Why This Is a Breach:
Canadian labour boards require union drives to be conducted transparently, without coercion or misinformation.
Employees have the right to make a free and informed choice regarding union representation.
Employers can challenge a union certification if coercion or misinformation is involved.
3. Bypassing the Employer in the Certification Process
Once enough employees support unionization, the union must apply for certification through the appropriate labour relations board. If a union attempts to bypass the employer entirely—failing to notify them or intentionally avoiding negotiations—it disregards the principles of fair dealing.
Why This Is a Breach:
Employers have the right to respond to union applications through the legal process.
Excluding the employer from discussions creates an unfair and adversarial dynamic.
Labour boards may invalidate a union certification if the process is found to be unfair.

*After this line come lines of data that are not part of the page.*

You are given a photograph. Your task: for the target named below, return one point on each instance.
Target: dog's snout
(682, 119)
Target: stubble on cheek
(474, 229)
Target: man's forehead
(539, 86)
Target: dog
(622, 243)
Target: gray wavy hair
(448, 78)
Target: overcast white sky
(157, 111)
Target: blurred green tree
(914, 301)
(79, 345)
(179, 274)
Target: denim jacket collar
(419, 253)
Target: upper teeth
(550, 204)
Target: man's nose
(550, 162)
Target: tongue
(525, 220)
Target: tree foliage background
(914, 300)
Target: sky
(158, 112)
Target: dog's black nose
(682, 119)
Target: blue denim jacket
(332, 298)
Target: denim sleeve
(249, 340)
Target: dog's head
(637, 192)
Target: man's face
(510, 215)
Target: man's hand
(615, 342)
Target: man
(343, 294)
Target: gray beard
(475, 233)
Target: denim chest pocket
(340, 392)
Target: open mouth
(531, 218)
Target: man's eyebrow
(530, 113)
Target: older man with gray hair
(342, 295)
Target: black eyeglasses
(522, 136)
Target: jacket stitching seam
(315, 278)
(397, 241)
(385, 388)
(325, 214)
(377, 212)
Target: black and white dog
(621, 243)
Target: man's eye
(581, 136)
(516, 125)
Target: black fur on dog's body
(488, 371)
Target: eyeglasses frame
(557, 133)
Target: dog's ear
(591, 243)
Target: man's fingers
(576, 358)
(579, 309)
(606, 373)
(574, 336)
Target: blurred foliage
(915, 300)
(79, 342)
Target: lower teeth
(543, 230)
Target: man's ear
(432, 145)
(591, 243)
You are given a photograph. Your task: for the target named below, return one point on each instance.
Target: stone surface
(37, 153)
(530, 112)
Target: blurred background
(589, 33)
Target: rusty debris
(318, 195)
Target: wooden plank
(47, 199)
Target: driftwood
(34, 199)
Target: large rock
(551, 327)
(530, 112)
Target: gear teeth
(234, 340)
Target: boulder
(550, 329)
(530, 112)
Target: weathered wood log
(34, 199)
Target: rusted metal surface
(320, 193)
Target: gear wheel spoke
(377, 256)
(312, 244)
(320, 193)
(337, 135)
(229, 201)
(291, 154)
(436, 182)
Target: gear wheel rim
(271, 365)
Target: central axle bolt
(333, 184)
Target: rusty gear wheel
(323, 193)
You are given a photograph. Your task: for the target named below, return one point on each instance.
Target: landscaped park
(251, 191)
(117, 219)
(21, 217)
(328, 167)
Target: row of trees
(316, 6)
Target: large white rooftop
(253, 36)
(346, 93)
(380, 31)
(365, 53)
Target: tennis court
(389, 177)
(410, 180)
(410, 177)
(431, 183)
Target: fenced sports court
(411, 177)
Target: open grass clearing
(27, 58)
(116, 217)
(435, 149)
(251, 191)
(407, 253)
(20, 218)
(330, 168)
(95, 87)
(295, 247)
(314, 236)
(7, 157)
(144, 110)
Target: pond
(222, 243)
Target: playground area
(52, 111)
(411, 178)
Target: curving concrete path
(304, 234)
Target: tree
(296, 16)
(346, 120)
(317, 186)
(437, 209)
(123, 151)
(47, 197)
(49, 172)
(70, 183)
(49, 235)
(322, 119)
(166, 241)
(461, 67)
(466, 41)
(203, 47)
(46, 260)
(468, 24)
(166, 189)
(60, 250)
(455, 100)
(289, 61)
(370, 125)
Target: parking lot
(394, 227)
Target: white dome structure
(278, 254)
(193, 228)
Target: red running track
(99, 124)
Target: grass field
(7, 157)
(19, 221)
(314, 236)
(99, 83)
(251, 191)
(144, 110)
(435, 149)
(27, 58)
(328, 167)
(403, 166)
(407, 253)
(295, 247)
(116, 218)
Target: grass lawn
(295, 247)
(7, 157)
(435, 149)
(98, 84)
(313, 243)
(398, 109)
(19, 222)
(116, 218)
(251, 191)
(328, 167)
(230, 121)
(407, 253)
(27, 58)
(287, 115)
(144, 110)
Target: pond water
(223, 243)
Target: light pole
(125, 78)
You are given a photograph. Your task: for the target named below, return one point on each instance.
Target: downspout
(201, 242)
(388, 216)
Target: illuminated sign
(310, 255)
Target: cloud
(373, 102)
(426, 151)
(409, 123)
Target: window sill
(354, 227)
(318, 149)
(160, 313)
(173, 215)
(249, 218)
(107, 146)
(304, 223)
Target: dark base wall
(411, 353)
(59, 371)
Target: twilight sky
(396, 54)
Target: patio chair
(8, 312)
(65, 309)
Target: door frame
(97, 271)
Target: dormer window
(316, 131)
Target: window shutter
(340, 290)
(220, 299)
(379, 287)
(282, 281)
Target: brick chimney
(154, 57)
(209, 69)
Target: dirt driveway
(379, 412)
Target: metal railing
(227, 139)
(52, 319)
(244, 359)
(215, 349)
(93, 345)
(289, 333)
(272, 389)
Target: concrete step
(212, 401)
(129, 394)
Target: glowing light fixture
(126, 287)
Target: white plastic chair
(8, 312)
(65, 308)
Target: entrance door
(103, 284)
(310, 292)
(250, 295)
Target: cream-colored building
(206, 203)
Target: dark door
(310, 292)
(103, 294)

4. Encouraging Employees to Unionize in a Way That Disrupts Business Operations
While unions have the right to organize, they must do so in a way that does not deliberately harm business operations. If union representatives encourage workers to slow down productivity, refuse tasks, or disrupt workplace operations before certification is complete, they may be acting unfairly.
Why This Is a Breach:
Such tactics can be considered an unfair labour practice under Canadian labour laws.
The employer has the right to maintain normal operations during the unionization process.
Labour boards may take action against the union if these tactics are proven.
5. Refusing to Negotiate in Good Faith After Certification
Even if a union successfully organizes employees, it must negotiate in good faith with the employer when establishing a collective agreement. If a union refuses to engage in discussions, makes unreasonable demands, or stalls negotiations to pressure the employer, it violates its duty of fair dealing.
Why This Is a Breach:
The Canada Labour Code and provincial laws require unions to bargain in good faith.
Deliberate stalling tactics can lead to complaints before labour relations boards.
Employers have legal recourse if unions refuse to engage fairly in negotiations.
Legal Consequences for Unions That Breach Their Duty of Fair Dealing
If an employer believes a union has acted unfairly in the unionization process, they can file an unfair labour practice complaint with the appropriate labour relations board. Potential consequences include:
Decertification of the union if unfair practices influenced employee support.
Orders requiring the union to bargain in good faith and follow proper procedures.
Penalties or fines if the union is found to have engaged in coercion or bad-faith tactics.
Conclusion
While unions have the right to organize workers, they must do so in a fair, legal, and transparent manner. When a union attempts to unionize private employees without discussing it with the employer or engaging in good-faith negotiations, it risks breaching its duty of fair dealing. Employers who face such challenges have legal options to address unfair practices and ensure that unionization efforts follow proper procedures.